The Republican governor on Thursday held a roundtable discussion in Detroit to outline his thoughts following a one-year study of Michigan’s energy landscape and policy.
Snyder said he hopes to have legislation in place in 2015, which is when the state’s current renewable energy and energy efficiency programs end. He said it’d be difficult to pass a comprehensive energy policy in 2014 since it’s an election year.
He said he wants to reduce the state’s reliance on coal, increase the use of renewable energy and natural gas, and boost energy affordability and reliability while protecting the environment. He didn’t offer specific numbers aside from saying he wants Michigan to be less than the national average for consumer energy bills, in the top quartile nationwide in terms of the fewest number of power outages, and the top half for duration of outages.
“We want affordable and reliable energy with no regrets with respect to how we build this policy. And when you look at that, we have to have adaptability in terms of the ability to recognize there are conditions outside our control that can influence what’s the best answer for our citizens in our state,” he said, noting the lack of a comprehensive federal energy policy and volatility in coal, natural gas and other fuels.
Utilities are on track to meet standards set in a 2008 state law that requires them to derive 10 percent of their energy from renewable sources by 2015 and also meet energy savings goals.
Snyder in November 2012 delivered a special message on energy and the environment. He called for a one-year study after voters rejected a ballot proposal that would have amended the constitution to require Michigan utilities to derive at least 25 percent of their annual electric retail sales from clean renewable sources by 2025.
The Michigan Energy Office and Michigan Public Service Commission held seven public forums and submitted four reports to the governor. One of the reports found that it’s theoretically feasible for Michigan to achieve renewable energy standards as high as 30 percent by 2035.
Snyder said that he wouldn’t push for 30 percent by 2025, but prefers to set “a reasonable range.”
“I’m not picking numbers today,” he said.
On-shore wind energy would likely continue to be the main supplier of renewable energy, while fracking could help Michigan tap into its natural gas resources. Environmental activists have fought against fracking, a controversial method of accessing underground natural gas, but Snyder said Michigan “is a role model for fracking done right.”
Snyder called for more competitive energy rates for industrial customers, but expressed caution about eliminating the 10 percent cap on alternative energy suppliers.
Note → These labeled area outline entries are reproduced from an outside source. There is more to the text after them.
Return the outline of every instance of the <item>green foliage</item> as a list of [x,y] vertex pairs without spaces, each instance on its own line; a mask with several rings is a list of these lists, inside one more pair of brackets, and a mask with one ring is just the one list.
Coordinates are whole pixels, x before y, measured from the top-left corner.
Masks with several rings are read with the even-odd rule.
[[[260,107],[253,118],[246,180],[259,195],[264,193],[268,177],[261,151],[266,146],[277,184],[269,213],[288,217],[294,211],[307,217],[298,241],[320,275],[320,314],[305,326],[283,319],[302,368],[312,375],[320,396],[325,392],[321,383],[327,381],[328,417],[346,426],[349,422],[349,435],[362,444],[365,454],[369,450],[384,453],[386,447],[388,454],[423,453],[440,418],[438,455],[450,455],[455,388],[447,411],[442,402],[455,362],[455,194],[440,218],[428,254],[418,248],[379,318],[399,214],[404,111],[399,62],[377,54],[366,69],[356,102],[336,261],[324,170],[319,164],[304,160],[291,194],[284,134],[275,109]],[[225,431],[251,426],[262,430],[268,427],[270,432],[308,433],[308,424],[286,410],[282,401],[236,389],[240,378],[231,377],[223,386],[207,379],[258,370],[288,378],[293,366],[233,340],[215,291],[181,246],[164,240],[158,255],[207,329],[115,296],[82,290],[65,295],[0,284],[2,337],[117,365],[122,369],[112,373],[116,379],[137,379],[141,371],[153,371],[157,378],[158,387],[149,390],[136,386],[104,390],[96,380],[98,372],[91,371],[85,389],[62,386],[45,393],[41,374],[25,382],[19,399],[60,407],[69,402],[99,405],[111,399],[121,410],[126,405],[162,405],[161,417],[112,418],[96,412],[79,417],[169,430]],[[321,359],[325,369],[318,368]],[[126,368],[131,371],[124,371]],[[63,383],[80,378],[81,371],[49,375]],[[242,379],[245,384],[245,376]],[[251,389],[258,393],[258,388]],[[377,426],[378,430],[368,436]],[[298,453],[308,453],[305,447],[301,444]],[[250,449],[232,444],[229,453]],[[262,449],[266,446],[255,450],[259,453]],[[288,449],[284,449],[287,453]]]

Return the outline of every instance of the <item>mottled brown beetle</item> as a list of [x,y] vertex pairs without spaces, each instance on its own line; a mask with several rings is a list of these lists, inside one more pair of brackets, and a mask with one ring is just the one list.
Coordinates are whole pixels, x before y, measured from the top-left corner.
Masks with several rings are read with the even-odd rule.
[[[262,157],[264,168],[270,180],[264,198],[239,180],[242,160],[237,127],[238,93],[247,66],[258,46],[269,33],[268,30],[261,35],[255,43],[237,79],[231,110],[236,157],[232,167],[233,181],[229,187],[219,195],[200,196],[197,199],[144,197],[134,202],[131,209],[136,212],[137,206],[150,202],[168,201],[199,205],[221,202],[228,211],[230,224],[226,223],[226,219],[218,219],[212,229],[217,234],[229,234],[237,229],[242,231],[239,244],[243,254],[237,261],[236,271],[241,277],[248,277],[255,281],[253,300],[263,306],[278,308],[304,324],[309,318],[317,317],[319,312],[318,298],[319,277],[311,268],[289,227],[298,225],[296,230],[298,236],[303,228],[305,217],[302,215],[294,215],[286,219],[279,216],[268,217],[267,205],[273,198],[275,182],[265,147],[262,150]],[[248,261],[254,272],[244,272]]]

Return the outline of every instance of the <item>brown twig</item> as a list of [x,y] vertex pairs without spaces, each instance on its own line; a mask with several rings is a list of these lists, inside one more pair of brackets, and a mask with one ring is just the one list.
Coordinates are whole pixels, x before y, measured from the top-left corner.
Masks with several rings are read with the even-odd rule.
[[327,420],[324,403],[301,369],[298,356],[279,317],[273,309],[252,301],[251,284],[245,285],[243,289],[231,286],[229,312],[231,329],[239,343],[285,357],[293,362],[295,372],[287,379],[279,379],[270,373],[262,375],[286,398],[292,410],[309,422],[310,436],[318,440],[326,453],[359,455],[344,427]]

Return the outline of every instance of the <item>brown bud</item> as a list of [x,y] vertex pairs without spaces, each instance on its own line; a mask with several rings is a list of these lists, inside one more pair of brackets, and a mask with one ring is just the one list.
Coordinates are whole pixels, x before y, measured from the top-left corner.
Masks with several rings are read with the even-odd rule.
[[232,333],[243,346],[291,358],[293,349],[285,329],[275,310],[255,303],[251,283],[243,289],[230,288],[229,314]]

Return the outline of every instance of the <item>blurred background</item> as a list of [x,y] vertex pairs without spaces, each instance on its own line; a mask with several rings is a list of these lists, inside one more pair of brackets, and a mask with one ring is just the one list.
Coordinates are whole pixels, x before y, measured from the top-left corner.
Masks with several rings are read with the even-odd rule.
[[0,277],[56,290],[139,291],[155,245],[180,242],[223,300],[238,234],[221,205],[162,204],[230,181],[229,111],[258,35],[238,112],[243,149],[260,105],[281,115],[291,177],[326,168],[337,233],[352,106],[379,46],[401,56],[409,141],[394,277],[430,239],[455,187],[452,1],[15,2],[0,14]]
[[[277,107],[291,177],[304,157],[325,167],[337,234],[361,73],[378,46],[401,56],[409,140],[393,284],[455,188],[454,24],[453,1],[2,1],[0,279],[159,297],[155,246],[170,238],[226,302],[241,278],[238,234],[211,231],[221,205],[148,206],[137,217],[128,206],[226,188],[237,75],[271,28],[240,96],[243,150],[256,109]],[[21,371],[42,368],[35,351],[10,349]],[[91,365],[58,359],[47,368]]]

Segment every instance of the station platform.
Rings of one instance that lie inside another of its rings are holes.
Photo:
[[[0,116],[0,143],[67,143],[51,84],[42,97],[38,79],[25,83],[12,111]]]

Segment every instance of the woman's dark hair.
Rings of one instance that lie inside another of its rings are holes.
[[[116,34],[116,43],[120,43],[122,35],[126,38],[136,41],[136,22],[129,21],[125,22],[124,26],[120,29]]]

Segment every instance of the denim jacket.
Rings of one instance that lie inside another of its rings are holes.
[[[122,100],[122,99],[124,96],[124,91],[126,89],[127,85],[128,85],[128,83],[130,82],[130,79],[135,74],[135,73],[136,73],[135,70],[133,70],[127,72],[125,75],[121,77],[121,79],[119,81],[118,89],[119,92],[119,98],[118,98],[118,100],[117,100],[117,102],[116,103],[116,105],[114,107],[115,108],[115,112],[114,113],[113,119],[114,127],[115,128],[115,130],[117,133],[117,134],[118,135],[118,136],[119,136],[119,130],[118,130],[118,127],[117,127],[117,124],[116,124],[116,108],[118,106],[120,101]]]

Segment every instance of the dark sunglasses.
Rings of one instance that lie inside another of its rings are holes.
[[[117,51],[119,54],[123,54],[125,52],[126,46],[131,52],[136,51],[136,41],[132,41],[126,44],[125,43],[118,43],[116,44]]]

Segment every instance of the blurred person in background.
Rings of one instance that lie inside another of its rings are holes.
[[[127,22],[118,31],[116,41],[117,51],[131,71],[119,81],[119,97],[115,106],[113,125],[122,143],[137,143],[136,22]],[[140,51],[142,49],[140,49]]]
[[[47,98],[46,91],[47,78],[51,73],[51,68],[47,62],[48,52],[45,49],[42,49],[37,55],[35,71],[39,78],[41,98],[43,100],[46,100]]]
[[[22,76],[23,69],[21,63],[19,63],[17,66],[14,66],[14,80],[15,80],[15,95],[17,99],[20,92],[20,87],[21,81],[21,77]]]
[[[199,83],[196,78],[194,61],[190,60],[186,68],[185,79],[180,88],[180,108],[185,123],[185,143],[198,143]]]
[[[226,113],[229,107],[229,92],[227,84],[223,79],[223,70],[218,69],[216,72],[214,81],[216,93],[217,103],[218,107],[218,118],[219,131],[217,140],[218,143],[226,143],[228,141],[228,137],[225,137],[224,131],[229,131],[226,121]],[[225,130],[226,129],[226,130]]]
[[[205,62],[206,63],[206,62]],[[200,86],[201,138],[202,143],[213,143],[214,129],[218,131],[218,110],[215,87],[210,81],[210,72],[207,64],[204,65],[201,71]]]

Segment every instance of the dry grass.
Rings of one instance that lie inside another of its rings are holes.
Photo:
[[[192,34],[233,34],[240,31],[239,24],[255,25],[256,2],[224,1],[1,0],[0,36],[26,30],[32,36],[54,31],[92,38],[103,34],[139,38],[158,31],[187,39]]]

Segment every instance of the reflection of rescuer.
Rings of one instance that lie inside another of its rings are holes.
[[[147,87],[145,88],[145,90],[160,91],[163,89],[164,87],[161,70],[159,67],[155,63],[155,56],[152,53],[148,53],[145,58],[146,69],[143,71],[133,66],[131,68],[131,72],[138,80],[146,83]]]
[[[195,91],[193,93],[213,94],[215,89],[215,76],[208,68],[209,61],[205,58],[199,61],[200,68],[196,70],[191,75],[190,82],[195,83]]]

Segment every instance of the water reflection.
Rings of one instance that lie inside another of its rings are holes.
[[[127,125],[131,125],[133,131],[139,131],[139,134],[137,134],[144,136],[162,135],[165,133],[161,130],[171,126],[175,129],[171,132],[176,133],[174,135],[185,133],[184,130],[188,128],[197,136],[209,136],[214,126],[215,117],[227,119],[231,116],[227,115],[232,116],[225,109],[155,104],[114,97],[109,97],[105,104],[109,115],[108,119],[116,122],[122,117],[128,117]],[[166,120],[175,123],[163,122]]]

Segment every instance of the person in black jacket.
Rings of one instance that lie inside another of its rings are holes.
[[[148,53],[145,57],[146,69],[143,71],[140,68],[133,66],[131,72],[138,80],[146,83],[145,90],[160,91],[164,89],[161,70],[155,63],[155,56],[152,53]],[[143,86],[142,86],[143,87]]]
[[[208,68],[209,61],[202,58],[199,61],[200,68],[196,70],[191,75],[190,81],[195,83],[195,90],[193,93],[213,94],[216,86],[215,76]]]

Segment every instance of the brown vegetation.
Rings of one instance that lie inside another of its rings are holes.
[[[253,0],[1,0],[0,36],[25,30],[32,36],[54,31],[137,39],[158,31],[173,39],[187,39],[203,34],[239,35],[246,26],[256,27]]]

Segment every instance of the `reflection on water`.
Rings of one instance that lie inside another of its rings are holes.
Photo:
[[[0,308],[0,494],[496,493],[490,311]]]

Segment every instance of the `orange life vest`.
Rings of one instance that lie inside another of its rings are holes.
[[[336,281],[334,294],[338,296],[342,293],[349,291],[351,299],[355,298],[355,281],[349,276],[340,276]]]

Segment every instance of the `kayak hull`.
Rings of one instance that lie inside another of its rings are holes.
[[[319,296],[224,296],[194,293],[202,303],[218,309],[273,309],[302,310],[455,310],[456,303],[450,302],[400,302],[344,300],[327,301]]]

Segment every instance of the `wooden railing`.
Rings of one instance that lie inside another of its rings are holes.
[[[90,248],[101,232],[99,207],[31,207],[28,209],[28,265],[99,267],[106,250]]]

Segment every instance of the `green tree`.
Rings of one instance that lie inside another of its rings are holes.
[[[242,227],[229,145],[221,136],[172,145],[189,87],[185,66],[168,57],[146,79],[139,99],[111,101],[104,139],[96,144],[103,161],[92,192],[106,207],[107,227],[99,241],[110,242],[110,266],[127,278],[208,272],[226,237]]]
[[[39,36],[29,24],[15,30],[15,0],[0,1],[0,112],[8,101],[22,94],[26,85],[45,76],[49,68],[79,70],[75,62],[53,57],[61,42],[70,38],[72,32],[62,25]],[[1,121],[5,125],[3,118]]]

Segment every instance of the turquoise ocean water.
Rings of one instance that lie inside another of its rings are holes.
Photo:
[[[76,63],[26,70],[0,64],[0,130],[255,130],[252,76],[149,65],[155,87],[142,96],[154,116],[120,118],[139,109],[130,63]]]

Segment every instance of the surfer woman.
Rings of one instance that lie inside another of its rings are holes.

A regulated market, he said, offers utilities stability.
“Choice creates a lot of challenges and problems, so I wouldn’t jump to say increasing choice is the answer,” he said.
State Rep. Mike Shirkey, R-Clarklake, introduced legislation to remove the 10 percent cap in an effort to increase competition. He said the status quo is completely unacceptable.
“Nobody can defend our current system,” he said, adding that his bill is meant to initiate debate on the issue.
Several environmental and pro-renewable energy groups praised Snyder’s message. The governor said he wants to deal with mercury emissions, acid rain and air pollution to better protect the state’s natural resources.
“I commend Gov. Snyder for making the transition from coal to clean one of his priorities. It will reduce illness, help rein in health care costs and ultimately save lives,” Rory Neuner of MI Air MI Health said in a statement.
Michigan Environmental Council President Chris Kolb said Snyder laid out a strong vision, recognizing the importance of both energy efficiency and renewable energy.
“We believe that concrete targets are key to keeping the momentum going, and we look forward to working with all parties to make that happen,” he said in a statement.
But members of Clean Energy Now, a coalition associated with liberal advocacy group Progress Michigan, criticized Snyder for not proposing specific policy changes.
“We expected Governor Snyder to outline concrete goals for how he will move Michigan’s energy policy forward,” Clay Carpenter, coalition member and campaign organizer for Clean Water Action, said in a statement. “Months of public participation, research and analysis has prepared the governor to make informed energy choices for Michigan, yet his announcement today fell short of providing specifics on what he plans to accomplish.”